American Muslim Students React to Osama bin Laden’s Death

May 3, 2011 9:07pm

 ABC News on Campus reporter Reshma Kirpalani blogs: On college campuses across the nation students learned of Osama bin Laden’s death, and the country celebrated.  However, sentiments are split among Muslim-American students over the death of the infamous terrorist and the subsequent perception of Islam among non-Muslim Americans. Above: On a Sunday evening in fall 2010, students pray at the Nueces Mosque at the University of Texas. As is custom in all mosques, men and women pray separately with several sheer curtains dividing the two groups. / Photo by Reshma Kirpalani Georgia State University sophomore Arubah Khan was studying on Sunday night when she saw a friend's Facebook post: a link to Obama's speech on his Twitter page.  Nearly one-third of Americans found out about bin Laden’s death through Twitter according to Khan watched the President’s speech via an Internet livestream. Despite Obama’s reassurance to the American public that “the United States is not and never will be at war with Islam,” Khan is skeptical about American attitudes towards Islam. “I’m glad that President Obama said that but I don’t think that generally people will actually listen to it. A lot of people still view this war on terrorism as a war on Islam,” she said. The young Muslim-American, who was just 10 years old on  9/11, is unable to shake the memories of past jibes about bombs in her backpack by her high school peers. “I think that the greater (American) population still believes that … eliminating terrorist activities is the elimination of ideologies that only Muslims have,” said Khan.
University of Texas alumni Anwaar Huk likewise expresses caution rather than hope about bin Laden’s death, “Personally, I don't think this event, by itself, will change the cultural attitude of Americans towards Muslims,” Huk said. “Despite the horror that [bin Laden] himself was, what's more important is not to just kill him but to eliminate that ideology of hatred and bigotry that he represented.” Hussein Rashid, a member of the Council on Foreign Relations, recognizes this sentiment of bin Laden as a larger than life threat among Muslim-American youth – similar to his generation’s experience during the Cold War. “We’re now getting a group of young adults whose first conscious memory was formed by Osama bin Laden.  Their biggest enemy has always been Al Qaeda and bin Laden,” Rashid said. The older American Muslim students who spoke to were more likely to be infused with optimism.   Columbia University graduate student, Haroon Moghul views bin Laden’s death, in tandem with the Arab Spring revolutions, as “proof of something better around the corner.”

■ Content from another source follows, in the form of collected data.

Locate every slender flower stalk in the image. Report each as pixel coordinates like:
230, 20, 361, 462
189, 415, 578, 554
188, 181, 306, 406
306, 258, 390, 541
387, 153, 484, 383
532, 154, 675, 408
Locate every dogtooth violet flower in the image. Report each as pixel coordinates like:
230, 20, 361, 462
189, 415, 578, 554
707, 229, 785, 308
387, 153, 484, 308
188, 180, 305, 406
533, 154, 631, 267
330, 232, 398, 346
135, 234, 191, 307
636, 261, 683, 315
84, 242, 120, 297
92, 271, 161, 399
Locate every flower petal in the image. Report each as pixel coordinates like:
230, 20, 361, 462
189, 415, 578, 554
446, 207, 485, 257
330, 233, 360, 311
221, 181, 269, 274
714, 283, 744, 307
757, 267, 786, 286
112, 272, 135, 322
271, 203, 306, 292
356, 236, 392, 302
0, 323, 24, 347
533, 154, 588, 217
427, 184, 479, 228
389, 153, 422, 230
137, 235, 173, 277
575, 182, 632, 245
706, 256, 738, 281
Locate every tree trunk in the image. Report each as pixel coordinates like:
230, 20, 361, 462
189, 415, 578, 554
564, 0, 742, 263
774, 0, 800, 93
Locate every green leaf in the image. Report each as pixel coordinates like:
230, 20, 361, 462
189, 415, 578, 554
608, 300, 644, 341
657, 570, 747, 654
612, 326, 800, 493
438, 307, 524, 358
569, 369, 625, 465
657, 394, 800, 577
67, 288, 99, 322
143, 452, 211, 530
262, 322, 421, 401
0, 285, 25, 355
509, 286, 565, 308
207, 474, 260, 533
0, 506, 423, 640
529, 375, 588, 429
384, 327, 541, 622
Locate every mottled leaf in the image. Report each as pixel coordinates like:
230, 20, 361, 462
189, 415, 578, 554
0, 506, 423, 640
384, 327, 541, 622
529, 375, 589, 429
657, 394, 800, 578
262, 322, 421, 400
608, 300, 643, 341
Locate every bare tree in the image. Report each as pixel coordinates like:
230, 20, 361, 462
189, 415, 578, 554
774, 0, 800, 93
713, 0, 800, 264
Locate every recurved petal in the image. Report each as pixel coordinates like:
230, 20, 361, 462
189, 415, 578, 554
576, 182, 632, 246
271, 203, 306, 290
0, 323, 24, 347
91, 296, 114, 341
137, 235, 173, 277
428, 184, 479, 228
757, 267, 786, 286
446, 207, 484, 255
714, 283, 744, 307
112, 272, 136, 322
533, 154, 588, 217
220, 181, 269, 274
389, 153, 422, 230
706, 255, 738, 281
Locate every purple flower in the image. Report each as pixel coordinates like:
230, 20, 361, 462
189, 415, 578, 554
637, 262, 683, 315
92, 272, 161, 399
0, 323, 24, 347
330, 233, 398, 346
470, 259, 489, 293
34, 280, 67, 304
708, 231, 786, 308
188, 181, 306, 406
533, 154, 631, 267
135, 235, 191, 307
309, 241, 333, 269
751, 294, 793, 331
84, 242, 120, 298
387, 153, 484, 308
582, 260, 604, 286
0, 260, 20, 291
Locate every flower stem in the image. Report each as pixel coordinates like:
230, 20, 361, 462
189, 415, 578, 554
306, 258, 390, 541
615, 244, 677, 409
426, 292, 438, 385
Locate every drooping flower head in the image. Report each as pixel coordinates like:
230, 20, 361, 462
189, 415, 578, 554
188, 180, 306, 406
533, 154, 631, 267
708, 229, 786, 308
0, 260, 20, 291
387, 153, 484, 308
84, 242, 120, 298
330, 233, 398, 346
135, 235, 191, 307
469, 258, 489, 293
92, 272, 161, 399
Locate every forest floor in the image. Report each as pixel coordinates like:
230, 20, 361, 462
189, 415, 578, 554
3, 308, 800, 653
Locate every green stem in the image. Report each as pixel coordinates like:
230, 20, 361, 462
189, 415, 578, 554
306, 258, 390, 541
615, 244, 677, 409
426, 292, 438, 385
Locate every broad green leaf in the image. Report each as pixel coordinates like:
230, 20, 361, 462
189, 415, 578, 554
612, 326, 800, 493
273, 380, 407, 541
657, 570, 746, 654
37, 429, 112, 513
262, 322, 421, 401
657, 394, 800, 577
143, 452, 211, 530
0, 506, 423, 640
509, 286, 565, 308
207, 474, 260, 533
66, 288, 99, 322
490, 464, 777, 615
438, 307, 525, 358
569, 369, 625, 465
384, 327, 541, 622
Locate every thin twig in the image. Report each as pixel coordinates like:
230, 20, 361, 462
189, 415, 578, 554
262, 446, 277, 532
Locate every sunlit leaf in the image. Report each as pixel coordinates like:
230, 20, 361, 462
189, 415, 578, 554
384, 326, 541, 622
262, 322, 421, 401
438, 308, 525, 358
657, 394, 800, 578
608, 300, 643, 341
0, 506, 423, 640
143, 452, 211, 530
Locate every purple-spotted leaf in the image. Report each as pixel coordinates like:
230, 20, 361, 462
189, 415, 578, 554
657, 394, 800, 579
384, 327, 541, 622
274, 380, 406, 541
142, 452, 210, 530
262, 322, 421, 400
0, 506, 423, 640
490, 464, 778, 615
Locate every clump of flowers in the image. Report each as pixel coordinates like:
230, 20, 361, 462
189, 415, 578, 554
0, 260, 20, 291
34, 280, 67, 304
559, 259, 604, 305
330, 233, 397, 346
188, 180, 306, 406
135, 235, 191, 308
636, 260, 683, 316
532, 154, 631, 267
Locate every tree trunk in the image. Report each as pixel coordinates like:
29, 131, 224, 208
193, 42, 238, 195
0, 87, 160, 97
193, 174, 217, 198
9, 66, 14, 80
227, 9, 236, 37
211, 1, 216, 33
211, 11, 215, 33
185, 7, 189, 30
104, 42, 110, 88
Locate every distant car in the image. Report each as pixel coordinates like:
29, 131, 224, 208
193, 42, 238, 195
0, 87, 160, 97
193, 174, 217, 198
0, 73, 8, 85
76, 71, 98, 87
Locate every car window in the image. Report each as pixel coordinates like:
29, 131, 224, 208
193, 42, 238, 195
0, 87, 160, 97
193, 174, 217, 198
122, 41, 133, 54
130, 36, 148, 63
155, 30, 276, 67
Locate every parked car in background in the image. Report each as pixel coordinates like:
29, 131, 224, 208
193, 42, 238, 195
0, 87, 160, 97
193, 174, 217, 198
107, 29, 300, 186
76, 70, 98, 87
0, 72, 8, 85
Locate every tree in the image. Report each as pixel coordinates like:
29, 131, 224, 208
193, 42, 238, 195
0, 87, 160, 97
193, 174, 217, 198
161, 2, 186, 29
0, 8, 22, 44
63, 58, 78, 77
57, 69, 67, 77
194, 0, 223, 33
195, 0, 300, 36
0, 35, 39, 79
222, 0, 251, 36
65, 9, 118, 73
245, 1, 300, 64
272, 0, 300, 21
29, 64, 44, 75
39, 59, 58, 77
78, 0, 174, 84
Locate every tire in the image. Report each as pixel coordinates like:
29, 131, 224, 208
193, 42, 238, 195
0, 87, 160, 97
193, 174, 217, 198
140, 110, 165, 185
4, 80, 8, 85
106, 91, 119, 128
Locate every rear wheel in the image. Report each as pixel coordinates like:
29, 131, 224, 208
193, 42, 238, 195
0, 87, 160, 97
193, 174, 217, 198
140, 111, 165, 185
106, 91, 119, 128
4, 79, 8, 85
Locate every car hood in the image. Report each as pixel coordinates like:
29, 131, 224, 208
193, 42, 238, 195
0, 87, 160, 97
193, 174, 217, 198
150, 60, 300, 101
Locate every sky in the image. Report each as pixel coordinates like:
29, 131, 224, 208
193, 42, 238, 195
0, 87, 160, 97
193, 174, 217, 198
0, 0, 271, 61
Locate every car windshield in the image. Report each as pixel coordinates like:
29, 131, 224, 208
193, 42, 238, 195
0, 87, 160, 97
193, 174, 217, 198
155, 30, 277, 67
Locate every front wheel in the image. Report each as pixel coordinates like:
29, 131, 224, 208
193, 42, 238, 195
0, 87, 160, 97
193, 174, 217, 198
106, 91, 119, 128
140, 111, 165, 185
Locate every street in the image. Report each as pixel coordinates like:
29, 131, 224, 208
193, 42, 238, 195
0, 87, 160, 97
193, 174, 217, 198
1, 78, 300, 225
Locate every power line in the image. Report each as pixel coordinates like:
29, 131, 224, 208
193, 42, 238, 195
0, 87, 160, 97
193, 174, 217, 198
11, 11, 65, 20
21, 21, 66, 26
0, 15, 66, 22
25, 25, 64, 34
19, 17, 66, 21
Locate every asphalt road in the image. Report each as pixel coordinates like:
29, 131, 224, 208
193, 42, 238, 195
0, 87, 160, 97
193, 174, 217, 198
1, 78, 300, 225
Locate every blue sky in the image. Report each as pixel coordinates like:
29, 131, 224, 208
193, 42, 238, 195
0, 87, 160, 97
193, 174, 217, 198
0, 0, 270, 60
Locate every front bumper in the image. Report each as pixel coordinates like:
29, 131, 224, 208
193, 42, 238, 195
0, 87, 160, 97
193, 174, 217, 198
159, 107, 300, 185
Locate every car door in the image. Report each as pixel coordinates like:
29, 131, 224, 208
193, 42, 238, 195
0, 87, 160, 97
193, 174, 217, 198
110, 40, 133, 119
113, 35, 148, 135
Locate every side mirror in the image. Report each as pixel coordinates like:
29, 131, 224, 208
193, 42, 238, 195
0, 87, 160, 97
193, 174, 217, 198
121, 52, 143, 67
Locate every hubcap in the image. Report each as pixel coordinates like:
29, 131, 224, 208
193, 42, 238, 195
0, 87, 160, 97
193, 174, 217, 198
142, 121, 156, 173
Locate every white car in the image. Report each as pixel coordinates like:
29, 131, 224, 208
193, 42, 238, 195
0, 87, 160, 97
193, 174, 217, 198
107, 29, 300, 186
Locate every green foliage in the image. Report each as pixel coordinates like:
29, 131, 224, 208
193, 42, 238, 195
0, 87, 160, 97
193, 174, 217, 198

Moghul views the peaceful, democratic revolutions in Tunisia and Egypt as demoralizing precursors to the downfall of al Qaeda and its universal masthead: bin Laden.  “Bin Laden actually died in Tahrir Square,” Moghul says. “His death came on the heels of his irrelevance in the wider Muslim world.” University of Washington law student Shamiq Hussain echoes these sentiments. “People are considering this with the Arab Spring revolutions and seeing that as a double blow against al Qaeda, zapping their moral argument that their way is the way to achieve change,” Hussain said. One thing most Muslim-American college students do agree on is bin Laden's death as his due comeuppance. University of Chicago graduate student Farhad Dokhani said, “I feel a sense of relief and am glad that Osama bin Laden will no longer be around to cause harm to any other innocent people.”
Hussain believes that the American population felt and expressed a due sense of retribution at bin Laden’s death – one that he supported. He said, “I was happy that an evil man was dead.” The Kamran’s, University of Texas alumni and a young Muslim-American couple, listened to Obama’s announcement of bin Laden’s death the old-fashioned way: on the radio, in their car, a rainstorm pounding on the roof of their Mazda and freshly bought Walmart Supercenter groceries taking up residence in their trunk.  “I was like woah, a second at the grocery store and this is what you come back to!” said Sobia Kamran.  The young couple remained in the driveway of their apartment in Arlington, Texas while listening to Obama’s entire speech in their car. Kamran treads the fine line between future hopes and past realities, saying, “It seems as if all the families who suffered during 9/11 will finally reach closure and will hopefully unite. However, the process of recovery for those families and our nation still has a long ways to go.”